Oct. 1 (Bloomberg) -- South Africa should set a debt target to improve the credibility of its fiscal policy as slower economic growth makes it difficult to keep the budget deficit under control, the International Monetary Fund said.
Government debt may stabilize at about 47 percent of gross domestic product in five years, with a 10 percent chance that the ratio can reach 63 percent by 2020, the Washington-based lender said in its annual Article IV country report, published on its website today.
“Determining an appropriate debt benchmark remains highly controversial,” the IMF said. “Given South Africa’s outlook, the magnitude of macroeconomic and fiscal shocks, and cross-country comparisons, reducing the debt-to-GDP ratio to around 40 percent by 2020 would allow the country to rebuild adequate fiscal space.”
Falling tax revenues and spending pressures contributed to a widening in the budget deficit to 5.1 percent of GDP in the year through March, prompting the government to increase borrowing.

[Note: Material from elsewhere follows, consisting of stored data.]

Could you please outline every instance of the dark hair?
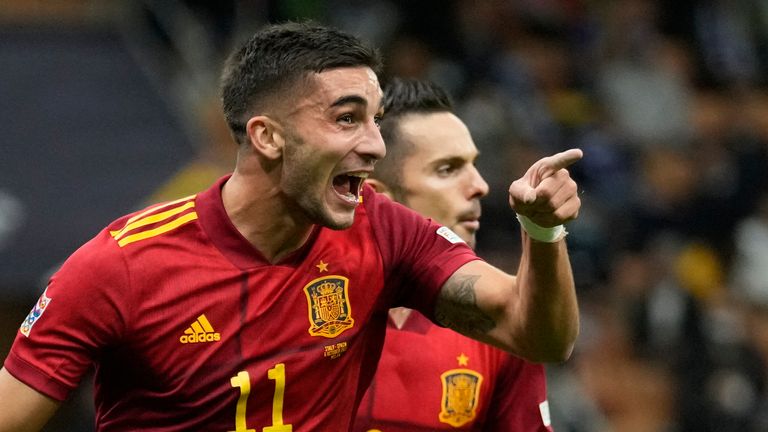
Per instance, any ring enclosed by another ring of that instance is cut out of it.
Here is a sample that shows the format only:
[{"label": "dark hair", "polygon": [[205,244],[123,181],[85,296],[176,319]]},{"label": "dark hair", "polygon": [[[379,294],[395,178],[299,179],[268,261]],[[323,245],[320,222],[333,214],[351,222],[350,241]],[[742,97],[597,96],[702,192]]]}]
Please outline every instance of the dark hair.
[{"label": "dark hair", "polygon": [[382,104],[387,116],[453,111],[453,101],[442,87],[413,78],[392,78],[385,86]]},{"label": "dark hair", "polygon": [[224,116],[240,140],[254,112],[284,100],[312,73],[339,67],[382,67],[378,50],[356,37],[311,22],[269,25],[227,60],[221,78]]},{"label": "dark hair", "polygon": [[387,146],[387,157],[376,163],[373,177],[386,183],[397,195],[401,190],[400,170],[413,144],[400,133],[400,121],[408,114],[453,112],[453,101],[437,84],[410,78],[393,78],[384,87],[384,118],[381,136]]}]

Finance Minister Pravin Gordhan forecast gross debt will reach 45 percent of GDP in the year through March 2016 from an estimated 42 percent last year.

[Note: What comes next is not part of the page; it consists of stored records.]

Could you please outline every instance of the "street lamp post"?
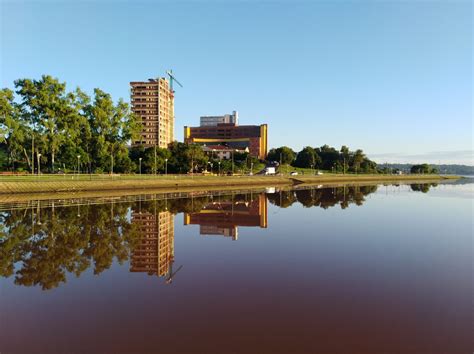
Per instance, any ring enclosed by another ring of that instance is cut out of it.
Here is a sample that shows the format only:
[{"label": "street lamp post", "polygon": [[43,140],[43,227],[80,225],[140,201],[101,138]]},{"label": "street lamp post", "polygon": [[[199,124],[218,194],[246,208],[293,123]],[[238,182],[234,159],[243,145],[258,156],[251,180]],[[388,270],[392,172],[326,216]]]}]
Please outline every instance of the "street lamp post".
[{"label": "street lamp post", "polygon": [[139,166],[138,171],[139,171],[140,176],[141,176],[142,175],[142,158],[141,157],[138,158],[138,166]]},{"label": "street lamp post", "polygon": [[40,166],[41,154],[40,154],[40,153],[36,153],[36,156],[38,157],[38,176],[39,176],[40,173],[41,173],[41,166]]},{"label": "street lamp post", "polygon": [[165,159],[165,176],[168,175],[168,159]]},{"label": "street lamp post", "polygon": [[253,176],[253,162],[250,163],[250,175]]},{"label": "street lamp post", "polygon": [[234,175],[234,150],[232,150],[232,176]]},{"label": "street lamp post", "polygon": [[219,176],[220,176],[221,175],[221,162],[219,161],[217,164],[219,165]]},{"label": "street lamp post", "polygon": [[79,162],[81,160],[81,155],[77,155],[77,175],[79,176],[80,173],[80,168],[81,168],[81,163]]},{"label": "street lamp post", "polygon": [[31,136],[31,175],[35,174],[35,136]]}]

While the state’s agreement to limit wage increases for the next three years to 1 percent and to set explicit expenditure ceilings were positive, “the government’s poor record in controlling the wage bill and potential spillovers from high wage demands in other sectors represent downside risks,” according to the report.
The widening budget deficit contributed to Moody’s Investors Service, Standard & Poor’s and Fitch Ratings downgrading the nation’s debt in the past year, the first reduction in the credit ratings since the ruling African National Congress took power in 1994. Moody’s rates South Africa at Baa1, the third-lowest investment grade level.
South Africa “remains committed to fiscal consolidation and the need to rebuild fiscal space,” the National Treasury said today in an e-mailed statement in response to the IMF report.
The IMF said one of the main risks to the South African economy is a prolonged halt to capital inflows, used to finance the current-account shortfall and support the rand. The currency has slumped 16 percent against the dollar this year, the worst performer of 16 major ones monitored by Bloomberg. The rand fell 0.5 percent to 10.0765 per dollar as of 5:19 p.m. in Johannesburg.
South Africa’s economy will probably expand 2 percent this year, according to the IMF, falling short of the National Treasury’s estimate of 2.7 percent and in line with the Reserve Bank’s latest forecast. The IMF estimated 2.9 percent growth for 2014. The government has said it needs 7 percent annual expansion to reduce a 25.6 percent jobless rate.
Gordhan is due to give updated GDP growth and budget projections in a mid-term budget on Oct. 23.
“Quicker implementation of much-needed structural reforms could result in higher growth and job creation,” the IMF said.
The cabinet in August “agreed on a number of measures aimed at reigniting economic growth,” according to the Treasury. “The South African economy can no longer rely heavily on the global economy to reignite growth and create job opportunities,” it said.
The flexible exchange rate should be maintained because it’s a strength to the economy, the IMF said, while recommending authorities consider regular and pre-announced auctions to buy foreign exchange.
While the central bank’s policy is not to intervene in the currency market to influence the level of the rand, it buys foreign exchange to boost reserves when conditions are favorable. Reserves rose 1.3 percent to $47.95 billion in August, according to data from the bank.